We execute data as code

There are several ways to get data (a line of code) and execute it as part of the current program.

The most obvious is the eval statement, which executes a line of code in the current environment. This is a bad idea - it violates some of the properties of the environment that it usually has, such as isolation from the outside world.

 function evalAndReturnX(code) { eval(code); return x; } console.log(evalAndReturnX("var x = 2")); // → 2 

The best way is to use the Function constructor. It takes two arguments - a string containing a comma-separated list of argument names, and a string containing the function body.

 var plusOne = new Function("n", "return n + 1;"); console.log(plusOne(4)); // → 5 

This is what we need. We will wrap the module code into a function, and its scope will become the scope of our module.

Require

Here is the minimum version of the require function:

 function require(name) { var code = new Function("exports", readFile(name)); var exports = {}; code(exports); return exports; } console.log(require("weekDay").name(1)); // →  

Since the new Function constructor wraps the module code into a function, we don’t need to write a function that wraps the namespace inside the module itself. And since exports is an argument to the module’s function, the module does not need to declare it. This removes a lot of garbage from our example module.

 var names = ["", "", "", "", "", "", ""]; exports.name = function(number) { return names[number]; }; exports.number = function(name) { return names.indexOf(name); }; 

When using such a template, a module usually begins with the declaration of several variables that load the modules on which it depends.

 var weekDay = require("weekDay"); var today = require("today"); console.log(weekDay.name(today.dayNumber())); 

This simple option of require has flaws. First, it will load and execute the module each time it is loaded through require — if several modules have the same dependencies, or the require call is inside a function that is called repeatedly, time and energy will be lost.

This can be solved by storing already loaded modules in the object, and returning the existing value when it is loaded several times.

The second problem is that the module cannot export a variable directly, only through the export object. For example, a module may need to export only the constructor of the object declared in it. This is now impossible, as require always uses the exports object as a return value.

The traditional solution is to provide modules with a different variable, module, which is an object with the exports property. It initially points to an empty object created by require, but can be overwritten with another value to export something else.

 function require(name) { if (name in require.cache) return require.cache[name]; var code = new Function("exports, module", readFile(name)); var exports = {}, module = {exports: exports}; code(exports, module); require.cache[name] = module.exports; return module.exports; } require.cache = Object.create(null); 

Now we have a system of modules that use the same global require variable to allow modules to search for and use each other without going into the global scope.

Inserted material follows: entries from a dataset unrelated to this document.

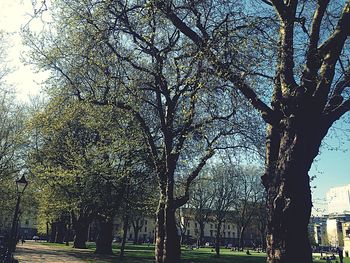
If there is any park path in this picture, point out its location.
[14,241,93,263]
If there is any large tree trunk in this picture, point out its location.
[95,218,113,255]
[49,222,57,243]
[134,227,140,245]
[238,227,245,250]
[73,219,89,249]
[199,221,204,247]
[215,221,222,256]
[263,120,325,263]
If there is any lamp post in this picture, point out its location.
[5,175,28,262]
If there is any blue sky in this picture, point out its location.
[0,0,350,217]
[309,118,350,214]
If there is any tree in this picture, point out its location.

This style of the module system is called CommonJS, after the pseudo-standard that first described it. It is embedded in the Node.js system. These implementations do much more than what I have described. The main thing is that they have a smarter way to go from the name of the module to its code, which allows loading modules by a relative path to the file, or by the name of the module pointing to locally installed modules.

Slow loading of modules

Although it is possible to use the CommonJS style for the browser, it is not very suitable for this. Downloading a file from the web is slower than from a hard disk. While the script is working in the browser, nothing else happens on the site (for reasons that will become clear to chapter 14). So, if every require call downloaded something from a distant web server, the page would hang for a very long time when loading.

You can get around this by running a Browserify program with your code before posting it on the web. It will look at all calls to require, will handle all dependencies and compile the necessary code into one big file. The website simply loads this file and gets all the necessary modules.

The second option is to wrap the module code in a function, so that the module loader first loads the dependencies in the background, and then calls the function that initializes the module after loading the dependencies. This is done by the AMD system (asynchronous module definition).

Our simple dependency program would look like this at AMD:

 define(["weekDay", "today"], function(weekDay, today) { console.log(weekDay.name(today.dayNumber())); }); 

The define function here is the most important. It takes an array of module names, and then a function that takes one argument for each of the dependencies. It will load the dependencies (if they are not already loaded) in the background, allowing the page to work while the file is being downloaded. When everything is loaded, define calls the function given to it, with the interfaces of these dependencies as arguments.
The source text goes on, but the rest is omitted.